Answer
The graph of $f$ has a tangent at the origin.
Work Step by Step
$f(x)=x^2\sin(1/x)$ for $x\ne0$ and $f(x)=0$ for $x=0$
For the graph of $f$ to have a tangent at the origin, the value of its slope there, the derivative $f'(0)$, must exist.
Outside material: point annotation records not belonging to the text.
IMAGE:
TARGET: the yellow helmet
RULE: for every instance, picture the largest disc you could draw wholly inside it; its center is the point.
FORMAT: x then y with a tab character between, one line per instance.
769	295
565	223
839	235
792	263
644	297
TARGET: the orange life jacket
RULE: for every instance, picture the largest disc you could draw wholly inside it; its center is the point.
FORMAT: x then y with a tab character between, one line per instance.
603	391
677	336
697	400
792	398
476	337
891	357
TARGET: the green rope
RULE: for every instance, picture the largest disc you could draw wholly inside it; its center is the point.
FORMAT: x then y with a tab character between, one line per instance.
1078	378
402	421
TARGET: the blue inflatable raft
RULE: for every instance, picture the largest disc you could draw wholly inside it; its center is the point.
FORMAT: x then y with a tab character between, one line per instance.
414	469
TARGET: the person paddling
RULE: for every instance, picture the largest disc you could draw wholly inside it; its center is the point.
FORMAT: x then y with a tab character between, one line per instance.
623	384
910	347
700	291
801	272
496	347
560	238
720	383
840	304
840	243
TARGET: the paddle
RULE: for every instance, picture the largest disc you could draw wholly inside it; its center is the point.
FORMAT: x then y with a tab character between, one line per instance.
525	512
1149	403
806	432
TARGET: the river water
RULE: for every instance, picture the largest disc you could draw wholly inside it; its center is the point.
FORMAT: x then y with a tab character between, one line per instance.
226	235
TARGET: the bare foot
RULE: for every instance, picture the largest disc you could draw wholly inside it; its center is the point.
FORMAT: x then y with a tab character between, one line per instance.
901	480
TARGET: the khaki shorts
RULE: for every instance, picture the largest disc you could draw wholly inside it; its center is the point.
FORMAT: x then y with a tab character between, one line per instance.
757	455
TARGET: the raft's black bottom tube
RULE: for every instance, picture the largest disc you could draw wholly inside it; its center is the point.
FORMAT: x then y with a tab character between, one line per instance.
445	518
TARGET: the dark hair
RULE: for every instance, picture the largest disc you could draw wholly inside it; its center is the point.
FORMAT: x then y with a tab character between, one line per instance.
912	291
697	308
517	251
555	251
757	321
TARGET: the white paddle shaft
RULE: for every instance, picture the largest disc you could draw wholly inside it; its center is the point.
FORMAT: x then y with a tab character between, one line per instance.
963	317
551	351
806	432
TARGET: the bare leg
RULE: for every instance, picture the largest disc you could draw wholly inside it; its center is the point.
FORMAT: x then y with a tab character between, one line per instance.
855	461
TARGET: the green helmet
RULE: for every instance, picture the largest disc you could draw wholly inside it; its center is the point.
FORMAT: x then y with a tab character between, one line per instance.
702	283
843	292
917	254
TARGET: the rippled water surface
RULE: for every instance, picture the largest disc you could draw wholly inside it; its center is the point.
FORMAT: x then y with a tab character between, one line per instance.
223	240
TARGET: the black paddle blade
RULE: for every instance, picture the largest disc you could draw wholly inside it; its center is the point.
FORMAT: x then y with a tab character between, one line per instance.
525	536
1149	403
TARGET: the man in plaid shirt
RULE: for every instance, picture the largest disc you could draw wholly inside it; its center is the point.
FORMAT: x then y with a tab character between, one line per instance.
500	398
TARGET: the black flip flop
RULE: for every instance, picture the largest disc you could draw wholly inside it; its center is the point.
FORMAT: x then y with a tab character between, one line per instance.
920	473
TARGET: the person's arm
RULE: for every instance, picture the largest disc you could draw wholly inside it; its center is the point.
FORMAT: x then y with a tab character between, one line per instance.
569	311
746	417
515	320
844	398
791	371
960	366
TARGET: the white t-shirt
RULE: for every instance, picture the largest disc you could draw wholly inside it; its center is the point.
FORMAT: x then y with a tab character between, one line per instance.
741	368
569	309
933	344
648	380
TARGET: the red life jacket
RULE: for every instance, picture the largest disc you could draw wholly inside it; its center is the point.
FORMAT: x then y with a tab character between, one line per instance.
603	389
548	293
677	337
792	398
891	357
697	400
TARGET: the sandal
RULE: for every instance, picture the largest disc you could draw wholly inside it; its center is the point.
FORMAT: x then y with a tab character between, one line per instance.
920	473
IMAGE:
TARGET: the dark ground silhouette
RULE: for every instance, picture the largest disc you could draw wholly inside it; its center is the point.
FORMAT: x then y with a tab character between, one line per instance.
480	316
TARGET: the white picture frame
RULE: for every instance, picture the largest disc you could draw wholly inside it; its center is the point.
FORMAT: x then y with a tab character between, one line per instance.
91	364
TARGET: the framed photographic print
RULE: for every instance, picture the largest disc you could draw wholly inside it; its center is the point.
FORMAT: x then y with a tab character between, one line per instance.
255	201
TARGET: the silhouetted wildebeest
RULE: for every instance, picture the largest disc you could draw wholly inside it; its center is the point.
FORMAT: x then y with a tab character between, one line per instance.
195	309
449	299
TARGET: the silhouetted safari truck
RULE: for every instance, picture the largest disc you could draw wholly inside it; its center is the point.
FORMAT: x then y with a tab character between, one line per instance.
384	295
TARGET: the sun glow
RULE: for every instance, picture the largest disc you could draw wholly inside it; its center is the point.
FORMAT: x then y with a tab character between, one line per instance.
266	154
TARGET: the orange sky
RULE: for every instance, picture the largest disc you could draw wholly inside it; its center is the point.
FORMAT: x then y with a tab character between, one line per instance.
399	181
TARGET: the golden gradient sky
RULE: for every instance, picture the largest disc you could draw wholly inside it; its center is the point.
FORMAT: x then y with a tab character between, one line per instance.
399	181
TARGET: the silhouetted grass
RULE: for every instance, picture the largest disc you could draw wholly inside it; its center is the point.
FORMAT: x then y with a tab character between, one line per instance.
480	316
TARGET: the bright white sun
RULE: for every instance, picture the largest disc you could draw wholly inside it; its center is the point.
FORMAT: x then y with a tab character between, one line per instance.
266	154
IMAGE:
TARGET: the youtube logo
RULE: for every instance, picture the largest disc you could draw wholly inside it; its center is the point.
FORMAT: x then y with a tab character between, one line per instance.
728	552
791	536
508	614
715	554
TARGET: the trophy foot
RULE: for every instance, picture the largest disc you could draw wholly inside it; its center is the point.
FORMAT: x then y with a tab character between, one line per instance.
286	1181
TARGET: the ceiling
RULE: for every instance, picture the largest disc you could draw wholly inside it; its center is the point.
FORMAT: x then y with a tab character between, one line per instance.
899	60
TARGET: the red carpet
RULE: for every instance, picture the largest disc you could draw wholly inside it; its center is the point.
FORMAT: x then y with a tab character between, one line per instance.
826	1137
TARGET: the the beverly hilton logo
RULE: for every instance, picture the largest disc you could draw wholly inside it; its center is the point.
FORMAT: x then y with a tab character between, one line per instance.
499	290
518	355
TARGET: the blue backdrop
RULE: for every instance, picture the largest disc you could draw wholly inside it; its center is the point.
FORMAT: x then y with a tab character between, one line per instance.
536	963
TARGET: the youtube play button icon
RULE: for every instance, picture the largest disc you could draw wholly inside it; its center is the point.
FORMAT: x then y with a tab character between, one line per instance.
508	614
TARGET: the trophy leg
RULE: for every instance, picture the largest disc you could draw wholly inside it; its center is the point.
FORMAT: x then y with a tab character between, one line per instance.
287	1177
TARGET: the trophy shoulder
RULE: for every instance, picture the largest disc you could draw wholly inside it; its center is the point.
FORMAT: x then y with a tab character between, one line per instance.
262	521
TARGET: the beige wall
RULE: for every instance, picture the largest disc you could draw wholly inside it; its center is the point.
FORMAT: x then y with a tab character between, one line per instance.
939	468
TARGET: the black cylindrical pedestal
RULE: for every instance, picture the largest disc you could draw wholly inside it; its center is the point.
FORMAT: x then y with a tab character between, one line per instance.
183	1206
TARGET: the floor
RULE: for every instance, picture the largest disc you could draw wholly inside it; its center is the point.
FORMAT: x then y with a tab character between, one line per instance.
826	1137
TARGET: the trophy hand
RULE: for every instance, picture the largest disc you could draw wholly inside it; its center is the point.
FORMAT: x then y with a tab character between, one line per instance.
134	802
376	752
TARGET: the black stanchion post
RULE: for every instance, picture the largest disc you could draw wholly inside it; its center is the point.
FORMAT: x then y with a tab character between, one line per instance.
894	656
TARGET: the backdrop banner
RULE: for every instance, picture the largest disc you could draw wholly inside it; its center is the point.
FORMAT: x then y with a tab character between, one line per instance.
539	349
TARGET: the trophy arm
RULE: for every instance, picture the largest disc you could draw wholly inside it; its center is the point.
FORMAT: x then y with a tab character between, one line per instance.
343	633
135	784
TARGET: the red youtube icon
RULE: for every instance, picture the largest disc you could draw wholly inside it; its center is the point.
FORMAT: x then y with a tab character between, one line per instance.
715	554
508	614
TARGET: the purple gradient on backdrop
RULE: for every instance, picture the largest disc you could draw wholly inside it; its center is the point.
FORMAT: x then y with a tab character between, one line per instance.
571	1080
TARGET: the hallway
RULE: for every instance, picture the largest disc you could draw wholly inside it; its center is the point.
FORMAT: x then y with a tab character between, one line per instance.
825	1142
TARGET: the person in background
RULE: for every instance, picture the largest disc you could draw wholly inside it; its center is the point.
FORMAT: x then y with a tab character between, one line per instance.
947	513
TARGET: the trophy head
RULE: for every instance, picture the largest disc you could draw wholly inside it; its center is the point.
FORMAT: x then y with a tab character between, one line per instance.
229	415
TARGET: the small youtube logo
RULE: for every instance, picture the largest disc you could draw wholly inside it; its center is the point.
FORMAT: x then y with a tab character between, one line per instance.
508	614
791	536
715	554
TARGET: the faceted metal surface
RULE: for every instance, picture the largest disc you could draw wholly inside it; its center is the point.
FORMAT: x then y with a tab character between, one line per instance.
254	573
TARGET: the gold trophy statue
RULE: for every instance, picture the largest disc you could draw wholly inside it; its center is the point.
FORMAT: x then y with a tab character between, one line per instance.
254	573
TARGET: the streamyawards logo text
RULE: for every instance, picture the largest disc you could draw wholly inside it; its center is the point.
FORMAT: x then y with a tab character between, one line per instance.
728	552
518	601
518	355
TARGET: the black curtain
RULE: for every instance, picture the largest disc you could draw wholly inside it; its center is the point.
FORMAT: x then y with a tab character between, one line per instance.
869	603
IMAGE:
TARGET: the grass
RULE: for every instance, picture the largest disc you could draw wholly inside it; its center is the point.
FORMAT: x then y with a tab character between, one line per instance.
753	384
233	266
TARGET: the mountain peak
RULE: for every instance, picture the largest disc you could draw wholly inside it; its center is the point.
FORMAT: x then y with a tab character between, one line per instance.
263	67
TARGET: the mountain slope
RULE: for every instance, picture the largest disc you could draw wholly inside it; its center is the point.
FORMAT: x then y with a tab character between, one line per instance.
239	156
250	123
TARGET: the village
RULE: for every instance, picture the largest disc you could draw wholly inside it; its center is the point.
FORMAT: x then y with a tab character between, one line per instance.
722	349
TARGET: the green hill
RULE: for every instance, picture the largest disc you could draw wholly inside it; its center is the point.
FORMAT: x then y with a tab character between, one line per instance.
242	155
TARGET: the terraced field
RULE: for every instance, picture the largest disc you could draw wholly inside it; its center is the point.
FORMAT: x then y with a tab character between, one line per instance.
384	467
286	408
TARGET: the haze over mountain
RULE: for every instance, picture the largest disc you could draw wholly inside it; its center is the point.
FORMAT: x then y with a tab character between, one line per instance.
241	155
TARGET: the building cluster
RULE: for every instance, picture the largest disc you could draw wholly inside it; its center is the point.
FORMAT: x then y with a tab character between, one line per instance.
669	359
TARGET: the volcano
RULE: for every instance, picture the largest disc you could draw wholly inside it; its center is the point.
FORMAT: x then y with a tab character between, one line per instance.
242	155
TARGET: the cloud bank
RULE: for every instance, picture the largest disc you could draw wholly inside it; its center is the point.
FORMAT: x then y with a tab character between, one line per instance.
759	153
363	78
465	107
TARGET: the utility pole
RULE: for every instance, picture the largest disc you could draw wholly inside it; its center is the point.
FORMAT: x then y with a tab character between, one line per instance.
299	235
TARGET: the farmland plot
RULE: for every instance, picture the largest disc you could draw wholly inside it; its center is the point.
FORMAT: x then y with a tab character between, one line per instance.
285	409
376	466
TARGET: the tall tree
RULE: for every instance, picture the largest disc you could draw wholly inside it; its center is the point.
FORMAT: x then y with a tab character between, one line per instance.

In other words, we will see if the formula for $f'(0)$ exists or not. In detail,
$$f'(0)=\lim_{h\to0}\frac{f(h+0)-f(0)}{h}=\lim_{h\to0}\frac{f(h)-f(0)}{h}$$
Remember here that
- For $h\to0$, $h$ does not equal $0$, so $f(h)=h^2\sin(1/h)$
- For $f(0)$, having $x=0$ means $f(0)=0$
$$f'(0)=\lim_{h\to0}\frac{h^2\sin(1/h)-0}{h}=\lim_{h\to0}\frac{h^2\sin(1/h)}{h}$$
$$f'(0)=\lim_{h\to0}\Big(h\sin(1/h)\Big)$$
It is known that $-1\le\sin(1/h)\le1$
So, $-h\le h\sin(1/h)\le h$
Because $\lim_{h\to0}h=\lim_{h\to0}-h=0$, according to the Sandwich Theorem, $$f'(0)=\lim_{h\to0}\Big(h\sin(1/h)\Big)=0$$
In other words, $f'(0)$ does exist, and so does the slope of the tangent to $f$ at the origin. Therefore, the graph of $f$ has a tangent at the origin.